The story of the voyage need not be told here. Briefly, we had calms as we went north along the west coast of England and Scotland requiring us to proceed under power. A problem with the fuel line developed, and we put into Stornoway on the Isle of Lewis to effect a repair and to refuel. After 24 hours we continued north to the stormy and ruggedly beautiful Faeroe Islands, where we spent four days. At this latitude there is continuous daylight around midsummer, and the Faeroes turn off their lighthouses on June 1 and don’t turn them on again until July 15.

Our next ports of call were in Iceland. After a day in the volcanic Westmann Islands off the south coast, we went on to Reykjavik, where Kate and her mother met us and we remained for four days. Then the biggest hop, to St. John’s, Newfoundland, Canada, a distance of 1444 miles that we did in 13 days. We began to encounter fog on this passage, and the fog was with us on and off until we were well into Long Island Sound. But we had enough clear weather to observe the astonishingly fecund bird and marine mammal life of the northern ocean — and as we approached Newfoundland, icebergs. We remained in St. John’s another four days and then called at Lunenburg, Nova Scotia, Nantucket, MA, Newport, RI, Stonington, CT, and Guilford, CT, before completing the voyage at harbor where I had learned to sail as a child.

 

Including more than two weeks in port, the voyage covered over 4000 miles and took slightly more than seven weeks.
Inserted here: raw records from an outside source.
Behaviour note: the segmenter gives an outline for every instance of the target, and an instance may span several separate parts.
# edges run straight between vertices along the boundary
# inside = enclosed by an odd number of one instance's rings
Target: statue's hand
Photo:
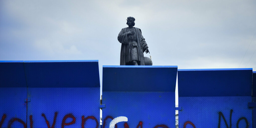
[[[127,32],[127,35],[134,35],[135,34],[135,32],[134,31],[129,31]]]
[[[146,52],[146,54],[147,54],[148,52],[150,54],[150,53],[149,52],[149,50],[148,50],[148,48],[146,48],[146,50],[145,51],[145,52]]]

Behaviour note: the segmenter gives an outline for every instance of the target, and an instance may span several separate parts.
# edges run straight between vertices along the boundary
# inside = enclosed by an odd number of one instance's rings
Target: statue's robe
[[[145,39],[141,34],[141,29],[134,27],[135,29],[135,33],[138,44],[138,64],[139,65],[145,65],[144,55],[143,53],[146,50],[146,48],[148,48]],[[122,43],[121,46],[121,52],[120,54],[120,65],[125,65],[132,64],[128,60],[128,55],[127,55],[126,50],[128,44],[128,37],[126,30],[128,28],[124,28],[119,33],[117,39],[119,42]]]

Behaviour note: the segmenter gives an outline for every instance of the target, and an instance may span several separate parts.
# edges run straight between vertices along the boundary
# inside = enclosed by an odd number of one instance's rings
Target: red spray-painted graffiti
[[[111,119],[112,120],[113,120],[114,118],[113,118],[113,117],[109,115],[107,116],[106,117],[106,118],[105,118],[103,120],[103,123],[102,124],[102,127],[103,128],[105,128],[106,125],[106,121],[107,120],[110,119]],[[142,128],[143,124],[143,122],[142,121],[140,121],[138,123],[137,127],[136,127],[136,128],[139,128],[139,127],[140,127],[140,128]],[[128,125],[128,124],[126,122],[125,122],[124,123],[124,128],[129,128],[129,125]],[[168,127],[168,126],[167,126],[164,124],[157,125],[154,127],[154,128],[157,128],[158,127],[169,128],[169,127]],[[116,124],[115,125],[115,128],[117,128],[117,125]]]
[[[48,128],[54,128],[55,127],[55,124],[56,122],[56,119],[57,118],[58,114],[58,112],[56,112],[54,113],[54,118],[53,122],[52,124],[51,127],[50,125],[50,123],[49,121],[47,120],[47,118],[46,117],[45,114],[44,113],[42,114],[42,116],[45,119],[46,125],[47,126]],[[2,116],[1,121],[0,122],[0,128],[1,128],[3,124],[4,123],[5,119],[7,116],[6,114],[4,114]],[[30,121],[30,128],[33,128],[33,123],[34,123],[33,121],[33,117],[32,115],[30,115],[29,116],[29,120]],[[68,118],[71,118],[72,121],[69,122],[67,122],[66,120]],[[84,116],[83,115],[82,116],[82,123],[81,127],[82,128],[84,128],[84,125],[86,122],[86,121],[89,119],[91,119],[95,121],[96,123],[95,126],[95,128],[98,128],[99,126],[99,123],[98,121],[95,117],[91,116],[88,116],[86,118],[84,118]],[[61,123],[61,128],[64,128],[65,126],[69,125],[74,124],[76,123],[76,118],[75,116],[72,113],[69,113],[67,114],[63,117],[62,120],[62,122]],[[24,128],[27,128],[27,126],[26,126],[26,123],[24,121],[23,121],[21,119],[17,118],[11,118],[9,122],[7,125],[7,127],[8,128],[10,128],[12,127],[12,125],[13,123],[15,122],[17,122],[21,124],[23,126]]]

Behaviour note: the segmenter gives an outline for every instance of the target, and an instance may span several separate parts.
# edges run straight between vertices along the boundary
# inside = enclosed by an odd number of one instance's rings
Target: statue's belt
[[[137,41],[135,41],[135,40],[128,40],[128,42],[137,42]]]

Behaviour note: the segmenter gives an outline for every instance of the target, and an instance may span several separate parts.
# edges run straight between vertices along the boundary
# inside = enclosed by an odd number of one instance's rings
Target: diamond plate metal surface
[[[7,127],[12,119],[18,118],[26,123],[27,105],[24,99],[27,99],[27,88],[0,88],[0,120],[4,115],[6,117],[2,127]],[[0,124],[1,125],[1,124]],[[12,127],[23,127],[23,125],[17,121],[10,126]]]
[[[256,102],[256,97],[252,97],[252,102]],[[256,127],[256,107],[252,108],[252,123],[253,128]]]
[[[29,87],[99,87],[98,60],[24,61]]]
[[[179,106],[182,110],[179,111],[179,127],[195,128],[191,122],[197,128],[252,128],[252,109],[247,106],[251,100],[249,96],[179,97]],[[232,111],[231,127],[230,117]],[[220,112],[228,127],[222,116],[218,127]],[[241,118],[243,117],[244,118]],[[242,119],[239,121],[239,119]],[[249,123],[248,127],[246,127],[246,120]]]
[[[103,127],[108,127],[112,118],[121,116],[127,117],[128,121],[118,123],[118,127],[128,127],[126,123],[130,128],[138,127],[140,124],[141,127],[153,128],[158,125],[175,127],[174,92],[102,93],[102,103],[106,105],[102,109]]]
[[[81,127],[83,116],[86,120],[84,127],[98,127],[99,90],[99,88],[29,88],[31,102],[28,104],[28,118],[32,116],[33,127],[47,127],[43,114],[51,127],[57,112],[55,127],[60,128],[64,117],[71,114],[74,119],[68,118],[65,122],[68,124],[74,120],[75,122],[65,127]]]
The time at sea was on a wet and constantly moving platform and was physically exhausting. All of us were seasick at one time or another. Satisfying sleep was impossible. Often it was so cold on deck that only the man on watch was there. The frequency of fog during the last five weeks of the voyage created the outlook, and the feeling, that the world consisted of just our cocoon of fog. Each of us found that he had lost weight during the crossing. Clearly creature comforts were not the rewards of the voyage.
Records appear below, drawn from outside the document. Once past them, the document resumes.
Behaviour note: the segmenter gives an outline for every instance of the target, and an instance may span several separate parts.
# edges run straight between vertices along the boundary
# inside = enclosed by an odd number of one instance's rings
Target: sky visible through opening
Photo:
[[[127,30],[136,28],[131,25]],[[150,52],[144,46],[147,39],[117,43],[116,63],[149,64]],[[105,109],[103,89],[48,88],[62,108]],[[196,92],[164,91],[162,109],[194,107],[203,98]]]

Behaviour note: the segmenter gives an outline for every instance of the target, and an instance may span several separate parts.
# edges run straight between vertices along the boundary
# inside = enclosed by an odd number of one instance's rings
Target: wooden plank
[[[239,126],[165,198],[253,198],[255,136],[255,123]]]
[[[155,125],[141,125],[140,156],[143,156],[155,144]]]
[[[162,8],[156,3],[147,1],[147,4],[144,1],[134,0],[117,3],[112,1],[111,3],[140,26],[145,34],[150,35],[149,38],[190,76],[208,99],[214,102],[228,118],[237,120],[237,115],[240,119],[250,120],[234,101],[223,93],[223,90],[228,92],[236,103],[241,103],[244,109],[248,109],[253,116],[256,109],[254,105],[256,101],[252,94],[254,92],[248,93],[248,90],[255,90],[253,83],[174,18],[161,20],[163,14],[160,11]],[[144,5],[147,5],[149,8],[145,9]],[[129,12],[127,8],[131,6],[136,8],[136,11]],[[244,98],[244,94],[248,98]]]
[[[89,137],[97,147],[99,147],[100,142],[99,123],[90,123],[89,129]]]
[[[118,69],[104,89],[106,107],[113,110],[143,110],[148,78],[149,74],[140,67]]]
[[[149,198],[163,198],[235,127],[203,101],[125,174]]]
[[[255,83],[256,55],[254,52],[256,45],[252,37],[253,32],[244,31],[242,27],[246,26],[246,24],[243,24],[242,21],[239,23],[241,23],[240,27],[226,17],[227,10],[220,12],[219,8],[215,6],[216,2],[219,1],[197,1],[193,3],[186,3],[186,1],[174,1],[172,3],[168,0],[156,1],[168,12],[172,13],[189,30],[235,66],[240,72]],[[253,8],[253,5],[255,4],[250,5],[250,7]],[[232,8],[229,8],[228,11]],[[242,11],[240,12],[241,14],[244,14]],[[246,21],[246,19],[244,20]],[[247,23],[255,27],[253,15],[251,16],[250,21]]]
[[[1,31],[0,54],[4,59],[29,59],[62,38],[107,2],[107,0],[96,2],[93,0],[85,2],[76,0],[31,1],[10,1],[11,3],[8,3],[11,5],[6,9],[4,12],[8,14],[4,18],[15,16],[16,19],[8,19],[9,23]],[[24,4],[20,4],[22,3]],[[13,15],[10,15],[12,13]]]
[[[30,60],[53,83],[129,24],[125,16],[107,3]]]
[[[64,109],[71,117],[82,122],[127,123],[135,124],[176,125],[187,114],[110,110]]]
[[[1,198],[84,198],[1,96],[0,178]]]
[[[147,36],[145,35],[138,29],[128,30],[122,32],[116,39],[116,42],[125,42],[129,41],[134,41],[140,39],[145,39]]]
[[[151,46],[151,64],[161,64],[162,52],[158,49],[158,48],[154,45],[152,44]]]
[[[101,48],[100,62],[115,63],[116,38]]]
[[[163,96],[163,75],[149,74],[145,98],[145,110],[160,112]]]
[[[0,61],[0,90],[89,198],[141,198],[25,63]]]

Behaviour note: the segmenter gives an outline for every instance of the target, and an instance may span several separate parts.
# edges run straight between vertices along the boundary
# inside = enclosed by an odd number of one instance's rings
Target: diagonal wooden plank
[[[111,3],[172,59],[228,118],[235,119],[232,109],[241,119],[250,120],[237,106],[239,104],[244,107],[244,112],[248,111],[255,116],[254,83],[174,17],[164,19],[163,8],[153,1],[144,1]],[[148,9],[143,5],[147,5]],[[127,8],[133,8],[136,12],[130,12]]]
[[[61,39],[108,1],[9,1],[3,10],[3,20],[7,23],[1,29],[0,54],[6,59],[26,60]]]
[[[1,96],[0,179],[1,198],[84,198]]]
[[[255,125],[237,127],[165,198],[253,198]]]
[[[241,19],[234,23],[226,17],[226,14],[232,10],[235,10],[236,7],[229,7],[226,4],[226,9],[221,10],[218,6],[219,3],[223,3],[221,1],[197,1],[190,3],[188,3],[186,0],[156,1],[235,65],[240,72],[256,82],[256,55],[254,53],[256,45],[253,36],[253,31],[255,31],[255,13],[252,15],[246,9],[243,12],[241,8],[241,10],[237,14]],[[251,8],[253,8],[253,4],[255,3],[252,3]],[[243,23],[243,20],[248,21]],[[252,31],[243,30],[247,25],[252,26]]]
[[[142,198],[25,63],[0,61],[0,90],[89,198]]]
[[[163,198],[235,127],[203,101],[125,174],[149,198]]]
But there were rewards. And these went beyond the masochistic satisfaction that comes from having achieved a difficult objective, satisfying though that is. The sea exerts a fascination that grows with familiarity. Certainly the time spent at sea is spent in a different world, far removed from the seemly unreal and somehow less meaningful modern world.

There is a refreshing freedom in the wide open space of the ocean. The cycle of a landfall, and a new port, inevitably succeeded by the compulsion to be at sea again, to be hungering for the next landfall, the next port, is habit-forming, if not intoxicating. It is a habit that cannot be rushed. The pace of a voyage under sail is dependent upon wind and sea conditions. Indeed, shipboard life revolves around the natural cycle of the day and the wonder of sunrise and sunset. Of necessity one rediscovers the virtue of patience and the concomitant pleasure of adjusting one’s pace to that of nature.

Whatever the discomforts of shipboard life and the other limitations imposed by the sea, it is very beautiful. It is a beauty that manifests itself in many moods, some peaceful, some not so peaceful, but all with wholly natural ingredients. There are times when the wind is fair, the seas calm, the birds are about, the clouds are varied, the sun plays on the deep blue surface of the sea and one’s ship drives easily through the water. In an imperfect world, these are times to savor.